The Internet environment defines B2C (business-to-consumer) e-commerce serving end consumers with products and services. B2C e-commerce is steadily recovering from the technology-heavy NASDAQ crumble in 2000 with the dotcom carnage and shutdown of hundreds of virtual platforms. The growing fears about identity theft and the criminal activities of hackers do not seem to affect shoppers' shopping habits and their appreciation of the possibilities of the Internet.
The statistics look great for Internet marketing. North American shoppers alone spent $172 billion shopping online in 2005, up from $3.8 billion in 2000. A Forrester Research expert report projects an online consumer spending rising from 39% growth in 2005 to 48% ($329 billion) in 2010 going forward. This is due to the possibilities of personalized marketing through e-commerce which effectively honors the voice of the customer and creating a larger market (with high volumes in monetized preferences) for B2Cs.
With B2C e-commerce, products are showcased on the Internet (along with online catalogues) made visible to consumers-a business model that literally reduces transaction costs. Customers can also get better access to product information, broadening the selection available to them. The B2C e-commerce model is a unique way for businesses and consumers to interact-a consumer-focused and product-driven marketing model. It maximizes the value of the transaction with the opportunity for a large target market. It involves a single step buying process, with shorter sales cycle.
There is also the potential of creating brand identity through repetition and imagery, and the possibilities of merchandizing and point of purchase activities. And most importantly, the buyers' emotional perspective about purchases from B2C e-commerce and providing critical knowledge about what motivates buyers. Consumers make buying decisions based on status, security, comfort and quality. Successful B2C companies' marketing strategies involve merchandising activities like coupons, email campaigns, store fronts (both real and Internet) offers to entice the target market and to cultivate loyalty. Amazon, Best Buy, and Staples combine merchandising and education to keep customers coming back. Add great customer service, and you get a winning combination.
The B2C buyer usually looks for the best price and will research the competition prior to shopping. Trust factor is therefore crucial too-the buyer wants to be convinced he could trust the online retail outlet. A solid B2C customer service is a plus and helps build customer loyalty where customers will be willing to pay a slightly higher price to know that they can return the product easily and outlet source is trustworthy. Also, partnerships with online collaborative platforms such as Oracle, MSN, Yahoo, eBay, PayPal, CNet Networks, and AOL Time Warner, among others, help expand the target market.

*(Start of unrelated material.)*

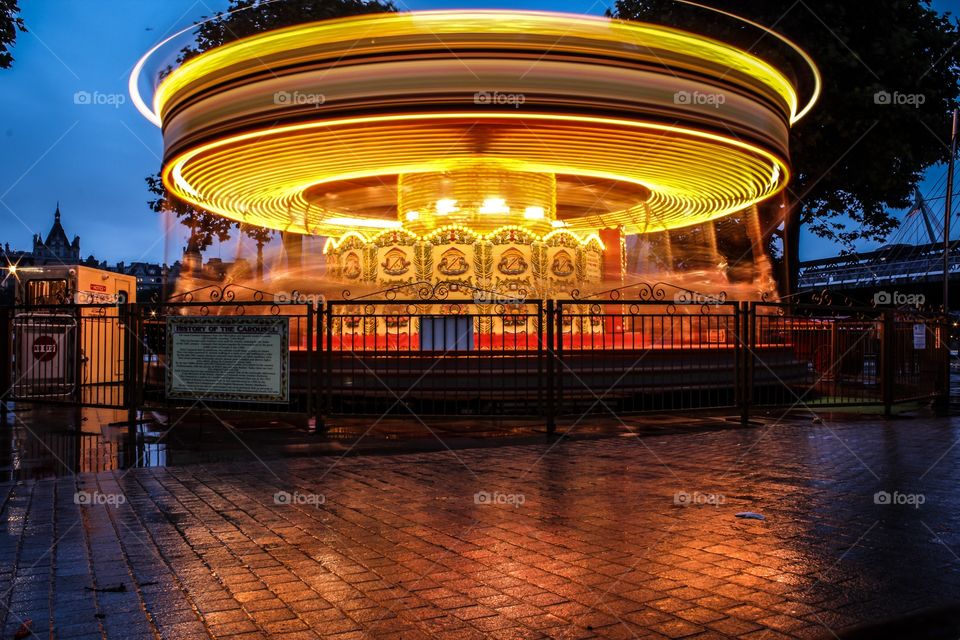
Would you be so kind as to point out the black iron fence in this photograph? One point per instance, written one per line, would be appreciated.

Providing services like product education, free shipping, and customer service over the phone and even financing through partnerships with banks are all marketing strategies that work. The creation of compelling materials that build awareness for a brand, enhance buyers' comfort in buying, and project quality service and best price. What is important to the target audience is what matters, and to create the marketing programs to speak to them.